Dans son long-métrage Little Cheung, Fruit Chan filme le dédale des rues de Hong Kong à travers le regard éveillé de l’espiègle petit Cheung, épaulé par son amie Fan. Dans ses moments les plus réussis, le film capte avec tendresse l’émerveillement des enfants, leur inépuisable faculté à s’interroger, à transformer la réalité en un terrain de jeu permanent. Une flaque d’eau, la bâche percée d’un camion sous une averse suffisent à alimenter la fertile imagination des marmots. Par cette mise à distance du réel (qui finit par avoir le dernier mot), les deux enfants se meuvent ainsi dans un milieu déréalisé, idéal, comme des corps plongés dans un univers qui ne leur opposerait aucun point de résistance. Par un étrange raccourci, c’est cette représentation de l’enfance et cet ensemble de sensations qui s’y rattache que Pia, le premier album de Takagi Masakatsu, restitue miraculeusement.

Signé sur le label new-yorkais Carpark, cet artiste japonais d’à peine 22 ans, a en effet créé un univers sonore étonnement plastique, où field recordings et fragiles harmonies électroniques s’entrelacent délicatement. Comme chez cet autre originaire de Kyoto, Nobukazu Takemura, la musique de Tagaki Masakatsu puise ses racines dans le monde des enfants. Quoique la démarche des deux musiciens diffère en ce que Takemura essaie « de retrouver un peu de l’approche ludique qu’ont les enfants face à l’art quand ils créent ou organisent des sons », tandis que Masakatsu convoque, par l’usage de voix de petits enregistrées sur MD, le monde de l’enfance comme un environnement puissamment évocateur venant réfléchir sa musique.

Les parties musicales de Pia ont ainsi plus à voir avec un Markus Popp (tournant au ralenti) : constructions en apparence étrangères à toute logique, strates de sons superposés, doux et chaleureux, comme cette nappe sur Caroc couvrant le bruit du ressac. A l’image de Water fall, où une petite mélodie naïve surnage au-dessus d’un magma de sons liquéfiés, les morceaux sont souvent habillés par une ligne mélodique au bord de la pulvérisation.

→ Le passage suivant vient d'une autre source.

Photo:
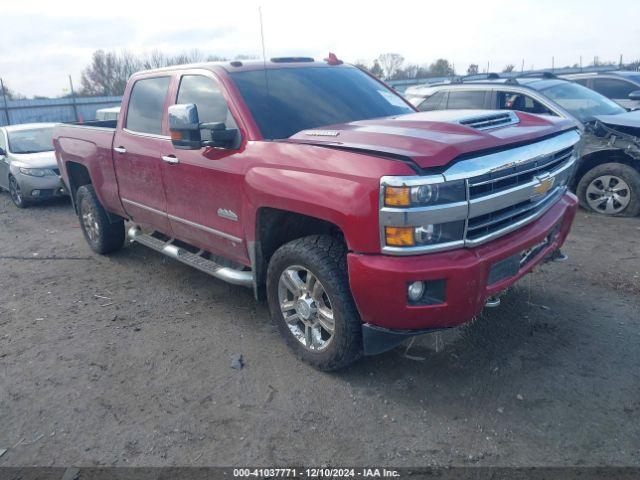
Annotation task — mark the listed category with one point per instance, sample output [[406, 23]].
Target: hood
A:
[[35, 160], [434, 139], [627, 119]]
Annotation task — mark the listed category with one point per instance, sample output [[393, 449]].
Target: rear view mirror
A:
[[635, 95], [184, 125], [185, 128]]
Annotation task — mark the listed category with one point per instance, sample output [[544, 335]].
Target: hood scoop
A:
[[493, 120]]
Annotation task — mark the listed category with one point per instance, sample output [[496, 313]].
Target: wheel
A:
[[102, 235], [611, 189], [16, 194], [311, 304]]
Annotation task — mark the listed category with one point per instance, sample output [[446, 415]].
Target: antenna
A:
[[264, 54]]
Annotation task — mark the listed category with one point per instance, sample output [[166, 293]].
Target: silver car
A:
[[28, 168]]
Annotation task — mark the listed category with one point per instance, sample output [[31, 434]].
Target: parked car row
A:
[[607, 179]]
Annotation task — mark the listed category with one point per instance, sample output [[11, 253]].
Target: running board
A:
[[195, 260]]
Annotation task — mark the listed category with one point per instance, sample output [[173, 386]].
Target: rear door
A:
[[137, 150], [204, 187]]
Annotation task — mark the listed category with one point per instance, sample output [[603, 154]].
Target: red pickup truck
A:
[[360, 220]]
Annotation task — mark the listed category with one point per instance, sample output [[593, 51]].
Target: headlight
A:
[[423, 235], [37, 172], [424, 195]]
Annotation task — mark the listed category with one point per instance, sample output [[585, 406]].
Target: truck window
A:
[[434, 102], [284, 101], [612, 88], [522, 103], [204, 92], [146, 105], [460, 99]]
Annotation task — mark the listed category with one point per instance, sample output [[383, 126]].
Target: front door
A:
[[4, 160], [204, 187], [137, 154]]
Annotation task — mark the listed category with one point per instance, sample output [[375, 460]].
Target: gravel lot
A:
[[126, 360]]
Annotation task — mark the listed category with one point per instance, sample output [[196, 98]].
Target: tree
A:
[[441, 68], [109, 71], [473, 69], [376, 69], [390, 63], [9, 94]]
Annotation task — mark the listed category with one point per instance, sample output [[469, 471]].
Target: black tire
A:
[[16, 194], [102, 235], [326, 258], [628, 174]]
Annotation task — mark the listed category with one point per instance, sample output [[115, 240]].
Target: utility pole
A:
[[6, 107], [73, 100]]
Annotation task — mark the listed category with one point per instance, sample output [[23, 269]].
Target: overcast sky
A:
[[41, 42]]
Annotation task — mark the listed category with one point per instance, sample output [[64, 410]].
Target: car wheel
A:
[[16, 193], [311, 303], [611, 189], [102, 235]]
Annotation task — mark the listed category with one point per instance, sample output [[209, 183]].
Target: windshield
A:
[[303, 98], [581, 102], [31, 141]]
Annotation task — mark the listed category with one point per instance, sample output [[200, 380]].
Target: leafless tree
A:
[[390, 63]]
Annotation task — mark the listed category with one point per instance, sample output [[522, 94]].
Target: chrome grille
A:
[[517, 175]]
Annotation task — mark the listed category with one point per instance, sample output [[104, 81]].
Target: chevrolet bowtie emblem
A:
[[544, 185]]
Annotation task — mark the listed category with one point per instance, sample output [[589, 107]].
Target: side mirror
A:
[[635, 95], [184, 125], [185, 128]]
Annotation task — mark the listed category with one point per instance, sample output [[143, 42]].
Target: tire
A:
[[324, 257], [610, 189], [16, 194], [102, 235]]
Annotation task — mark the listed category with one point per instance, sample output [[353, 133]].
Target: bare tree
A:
[[441, 68], [390, 63]]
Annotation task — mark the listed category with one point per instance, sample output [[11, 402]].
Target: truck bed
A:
[[87, 149]]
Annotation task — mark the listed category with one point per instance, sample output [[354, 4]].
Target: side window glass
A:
[[146, 105], [612, 88], [204, 92], [434, 102], [522, 103], [460, 99]]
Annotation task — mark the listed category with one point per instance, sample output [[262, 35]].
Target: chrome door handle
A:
[[172, 159]]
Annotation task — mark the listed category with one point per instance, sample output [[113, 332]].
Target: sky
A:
[[43, 42]]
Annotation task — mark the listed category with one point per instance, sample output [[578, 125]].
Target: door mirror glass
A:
[[635, 95], [184, 125], [221, 136]]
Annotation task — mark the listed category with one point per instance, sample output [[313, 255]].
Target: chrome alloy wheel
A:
[[90, 222], [306, 308], [608, 194]]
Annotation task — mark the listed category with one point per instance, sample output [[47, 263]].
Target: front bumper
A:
[[379, 282], [40, 188]]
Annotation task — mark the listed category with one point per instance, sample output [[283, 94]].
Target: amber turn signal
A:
[[396, 197], [399, 236]]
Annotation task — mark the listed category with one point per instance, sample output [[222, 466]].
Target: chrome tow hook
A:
[[492, 302]]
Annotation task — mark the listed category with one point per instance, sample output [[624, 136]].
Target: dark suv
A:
[[607, 180], [622, 87]]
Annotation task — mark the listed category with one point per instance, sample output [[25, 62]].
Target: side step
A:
[[195, 260]]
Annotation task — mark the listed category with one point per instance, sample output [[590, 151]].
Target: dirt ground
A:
[[126, 360]]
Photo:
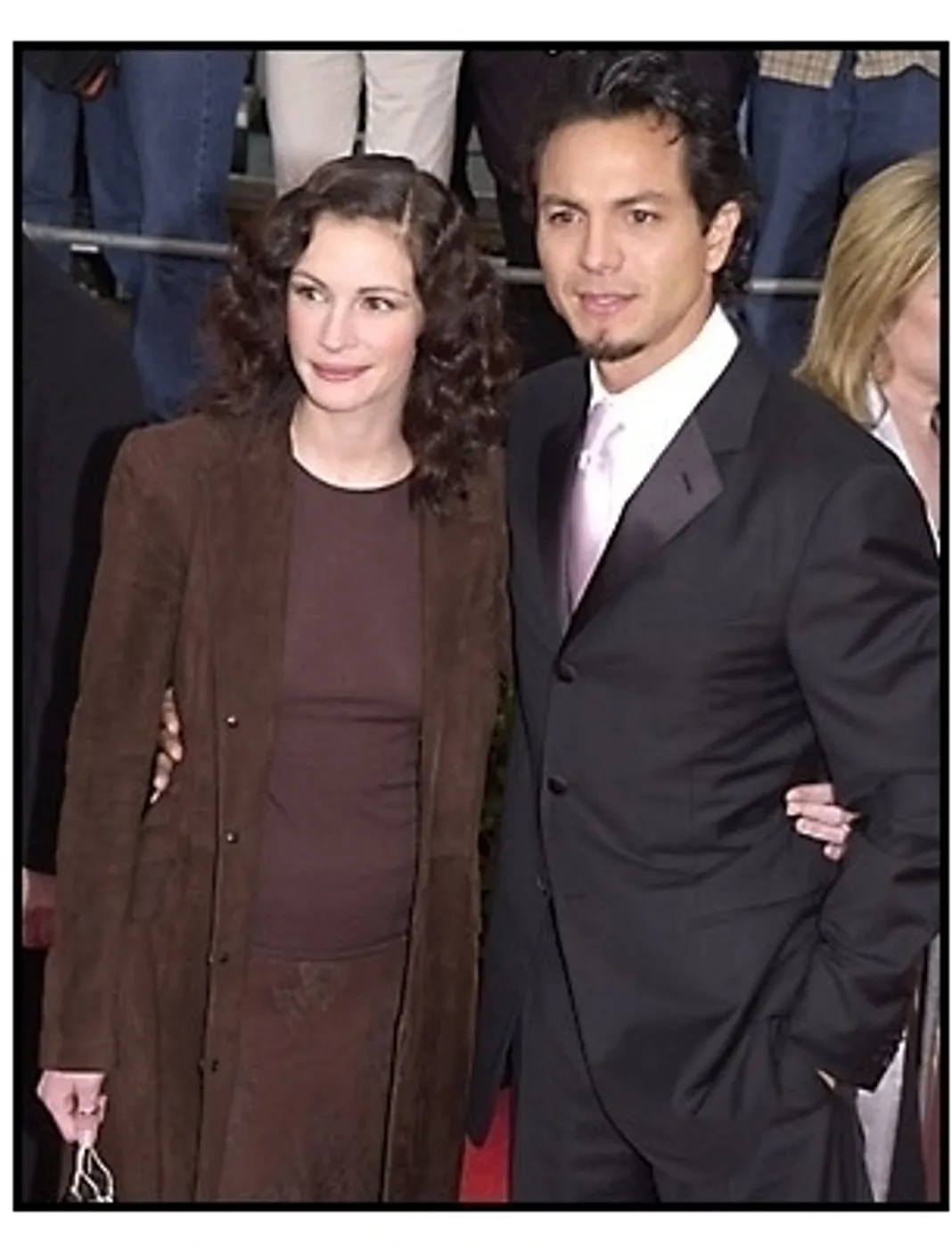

Mais c’est par l’usage de field recordings que la musique de Masakatsu s’avère la plus enivrante et la plus proche de l’univers de Cheung et Fan. Bien peu de musiques parviennent en effet à recomposer un univers de sons bien sûr, mais aussi de couleurs, d’odeurs. Cino piano, mené par un piano jazzy (Masakatsu est pianiste de formation), permet ainsi de replacer chaque élément sonore dans un espace physique : la cour d’école d’où les rires d’enfants nous parviennent se trouve non loin d’un passage que l’on devine baigné de lumière. Avec la pétarade de la moto qui passe, on comprend que l’endroit est une ruelle étroite, où des adultes s’affairent et discutent. Une grille s’ouvre en grinçant… les enfants quittent l’école et passent bruyamment, c’est la fin de journée. On ne sera pas donc étonné de savoir que Masakatsu s’est d’abord fait remarquer comme vidéaste. Pia est d’ailleurs accompagné de cinq vidéos impressionnistes tournées par l’artiste lui-même, qui restituent l’onirisme radieux de sa musique.